After the I&B ministry insisted on restraint in showing violence on Indian television (especially after serials like Na Aana Iss Des Laado on Colors showed trailers of a group of men drowning a baby girl in a tub of milk), most Hindi entertainment channels have compulsory tickers running throughout the time a serial is aired to claim that channels are against any acts of violence faced by women. But guess what, that’s exactly what they show. Why? A director of one of the bestselling serials once told me: “That’s what the audience wants.” I also remember speaking to a writer of another serial which revolved around the theme of child marriages and he had said, “I know exactly how my serial will end, but the audience wants so many subplots that we do end up looking regressive.” Actor Neena Gupta, in fact, in an earlier interview had confessed to finding serials on Hindi television very regressive.
She had also confessed that some of her scripts, especially after the success of her directorial venture Saans — one of the very few serials on Indian television which sensitively portrayed the dilemmas of a housewife whose husband is involved in an extramarital affair — are routinely shot down by channel heads, perhaps because they don’t revolve around the theme of poverty or archetypal beliefs that don’t — or shouldn’t — exist in our country any more.
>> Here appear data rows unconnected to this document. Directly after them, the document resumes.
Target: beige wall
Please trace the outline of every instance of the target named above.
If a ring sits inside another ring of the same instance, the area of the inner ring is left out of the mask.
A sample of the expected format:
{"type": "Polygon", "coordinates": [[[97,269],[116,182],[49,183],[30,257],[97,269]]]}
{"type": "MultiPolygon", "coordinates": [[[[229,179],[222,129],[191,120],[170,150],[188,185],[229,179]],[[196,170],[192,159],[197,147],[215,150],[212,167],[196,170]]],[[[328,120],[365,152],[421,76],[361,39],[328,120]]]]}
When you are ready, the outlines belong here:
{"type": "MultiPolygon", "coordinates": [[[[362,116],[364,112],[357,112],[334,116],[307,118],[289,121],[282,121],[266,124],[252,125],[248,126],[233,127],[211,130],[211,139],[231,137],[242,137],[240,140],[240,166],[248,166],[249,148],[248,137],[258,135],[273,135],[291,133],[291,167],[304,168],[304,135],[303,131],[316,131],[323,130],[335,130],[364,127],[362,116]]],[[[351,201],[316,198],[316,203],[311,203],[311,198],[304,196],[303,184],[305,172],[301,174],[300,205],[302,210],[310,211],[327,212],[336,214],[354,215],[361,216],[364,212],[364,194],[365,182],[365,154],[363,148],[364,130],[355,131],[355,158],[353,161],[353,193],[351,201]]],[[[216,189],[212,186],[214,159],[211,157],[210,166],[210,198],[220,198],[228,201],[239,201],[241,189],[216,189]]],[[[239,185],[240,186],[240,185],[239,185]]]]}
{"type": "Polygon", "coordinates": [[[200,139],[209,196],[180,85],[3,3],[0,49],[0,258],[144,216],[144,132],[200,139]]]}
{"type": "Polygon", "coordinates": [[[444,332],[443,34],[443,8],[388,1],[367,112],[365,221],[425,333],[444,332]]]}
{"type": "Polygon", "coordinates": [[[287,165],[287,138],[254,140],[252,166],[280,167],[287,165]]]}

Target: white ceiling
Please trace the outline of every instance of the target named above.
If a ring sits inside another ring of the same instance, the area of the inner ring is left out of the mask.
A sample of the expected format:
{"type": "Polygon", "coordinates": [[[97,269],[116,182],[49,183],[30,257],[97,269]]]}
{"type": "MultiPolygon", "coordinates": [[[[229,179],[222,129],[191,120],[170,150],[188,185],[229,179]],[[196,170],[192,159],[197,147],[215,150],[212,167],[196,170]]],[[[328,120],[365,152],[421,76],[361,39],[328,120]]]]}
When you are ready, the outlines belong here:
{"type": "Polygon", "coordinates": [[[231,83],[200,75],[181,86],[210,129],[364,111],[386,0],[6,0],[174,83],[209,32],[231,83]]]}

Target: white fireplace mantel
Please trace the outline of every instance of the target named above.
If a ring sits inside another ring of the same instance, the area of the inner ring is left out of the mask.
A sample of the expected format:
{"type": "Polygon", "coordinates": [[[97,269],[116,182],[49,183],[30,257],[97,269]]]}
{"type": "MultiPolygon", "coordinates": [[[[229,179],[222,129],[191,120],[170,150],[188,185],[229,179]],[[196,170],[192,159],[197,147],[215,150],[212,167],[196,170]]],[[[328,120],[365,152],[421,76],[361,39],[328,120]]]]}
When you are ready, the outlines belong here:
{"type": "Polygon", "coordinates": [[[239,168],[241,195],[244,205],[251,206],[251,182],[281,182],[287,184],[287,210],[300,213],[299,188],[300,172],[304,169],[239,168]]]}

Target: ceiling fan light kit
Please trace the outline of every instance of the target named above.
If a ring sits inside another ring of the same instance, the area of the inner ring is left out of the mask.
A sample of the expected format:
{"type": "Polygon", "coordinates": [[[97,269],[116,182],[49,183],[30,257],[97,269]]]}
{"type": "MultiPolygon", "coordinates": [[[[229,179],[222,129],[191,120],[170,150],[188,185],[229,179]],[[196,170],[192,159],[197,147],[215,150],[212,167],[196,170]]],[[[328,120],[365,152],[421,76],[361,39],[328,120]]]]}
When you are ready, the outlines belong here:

Someone like Gupta wouldn’t like to show what NDTV Imagine is showing in Rehna Hai Teri Palkon Ki Chaaon Mein, a serial where a young widow is shown sleeping in a cow shed (yes, cow shed), cooking separate meals, wearing solemn white sarees and basically braving kitchen politics at home. I can bet a million dollars that forthcoming episodes will not show this woman being encouraged to work and emerge as a smart, young, independent woman.
Episode after episode we’ll see her crying silently while the rest of the household tramples all over her. “That is exactly what the audience wants, that is what grabs eyeballs,” argues another television serial writer who says that his brief from one such channel included “churning out stuff which will show women suffering”.
So much for Indian television growing at a steady pace, no?